Proportionality>Writing Linear Equations in the Form y = mx + b from Multiple Representations(TEKS.Math.8.5.I)
Help Questions
Texas 8th Grade Math › Proportionality>Writing Linear Equations in the Form y = mx + b from Multiple Representations(TEKS.Math.8.5.I)
A gym membership costs 50 to join plus 30 per month. Let $x$ be the number of months and let $y$ be the total cost in dollars.
Which equation in $y=mx+b$ form models this relationship?
$y=50x+30$
$x=30y+50$
$y=30x+50$
$y=30+50x$
Explanation
The rate of change (slope) is the monthly fee, 30 dollars per month, so $m=30$. The starting value (y-intercept) is the one-time joining fee, 50 dollars, so $b=50$. Therefore $y=30x+50$. This connects to the context: $30x$ is the total monthly charges and $50$ is the initial fee.
On a coordinate plane, a line crosses the $y$-axis at $-2$ and passes through the point $(3,4)$.
Which equation in $y=mx+b$ form models this line?
$y=-2x+2$
$y=\tfrac{1}{2}x-2$
$x=2y-2$
$y=2x-2$
Explanation
The y-intercept is $b=-2$. Using $(0,-2)$ and $(3,4)$, the slope is $m=\dfrac{4-(-2)}{3-0}=\dfrac{6}{3}=2$. So the equation is $y=2x-2$. Here $m$ is the rise over run from the graph and $b$ is where the line crosses the $y$-axis.
A linear relationship between two quantities is described by these values: when $x=2$, $y=11$; when $x=5$, $y=20$.

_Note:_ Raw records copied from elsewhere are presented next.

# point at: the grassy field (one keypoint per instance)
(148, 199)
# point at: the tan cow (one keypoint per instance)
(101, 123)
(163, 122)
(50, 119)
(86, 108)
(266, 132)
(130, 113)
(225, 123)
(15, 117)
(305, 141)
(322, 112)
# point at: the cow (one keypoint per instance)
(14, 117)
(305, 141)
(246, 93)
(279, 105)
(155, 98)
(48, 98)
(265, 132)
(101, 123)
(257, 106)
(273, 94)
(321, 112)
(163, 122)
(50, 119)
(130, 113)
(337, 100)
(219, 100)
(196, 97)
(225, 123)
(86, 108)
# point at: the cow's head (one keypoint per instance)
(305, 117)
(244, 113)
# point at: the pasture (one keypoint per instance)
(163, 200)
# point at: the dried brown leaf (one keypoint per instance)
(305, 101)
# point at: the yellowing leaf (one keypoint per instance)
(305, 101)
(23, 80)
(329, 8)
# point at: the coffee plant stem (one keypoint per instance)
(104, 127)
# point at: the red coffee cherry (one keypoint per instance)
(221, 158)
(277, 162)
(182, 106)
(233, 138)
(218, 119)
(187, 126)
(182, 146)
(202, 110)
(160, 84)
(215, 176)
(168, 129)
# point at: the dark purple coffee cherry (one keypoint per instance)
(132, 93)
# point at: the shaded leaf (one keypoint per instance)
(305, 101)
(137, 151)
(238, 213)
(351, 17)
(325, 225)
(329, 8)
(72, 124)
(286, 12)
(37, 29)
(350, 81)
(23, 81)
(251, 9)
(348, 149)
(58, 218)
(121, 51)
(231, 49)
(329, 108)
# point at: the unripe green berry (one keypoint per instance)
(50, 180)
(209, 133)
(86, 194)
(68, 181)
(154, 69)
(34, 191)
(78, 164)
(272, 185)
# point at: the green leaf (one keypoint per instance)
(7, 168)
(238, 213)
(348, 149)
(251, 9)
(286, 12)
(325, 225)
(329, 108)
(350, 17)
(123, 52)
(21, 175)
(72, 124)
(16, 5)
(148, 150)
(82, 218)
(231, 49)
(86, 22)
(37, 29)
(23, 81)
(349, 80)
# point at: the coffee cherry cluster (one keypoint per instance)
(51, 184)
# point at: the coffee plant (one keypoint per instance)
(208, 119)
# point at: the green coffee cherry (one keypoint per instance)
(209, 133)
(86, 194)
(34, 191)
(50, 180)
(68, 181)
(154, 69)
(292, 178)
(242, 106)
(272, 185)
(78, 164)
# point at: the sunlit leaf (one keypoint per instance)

Write an equation in $y=mx+b$ form for this relationship.
$y=2x+7$
$y=3x+5$
$x=3y+5$
$y=3x-5$
Explanation
Find the slope: $m=\dfrac{20-11}{5-2}=\dfrac{9}{3}=3$. Substitute into $y=mx+b$ using $(2,11)$: $11=3(2)+b\Rightarrow 11=6+b\Rightarrow b=5$. So $y=3x+5$. The slope is the rate of change between the pairs, and the intercept is the starting value when $x=0$.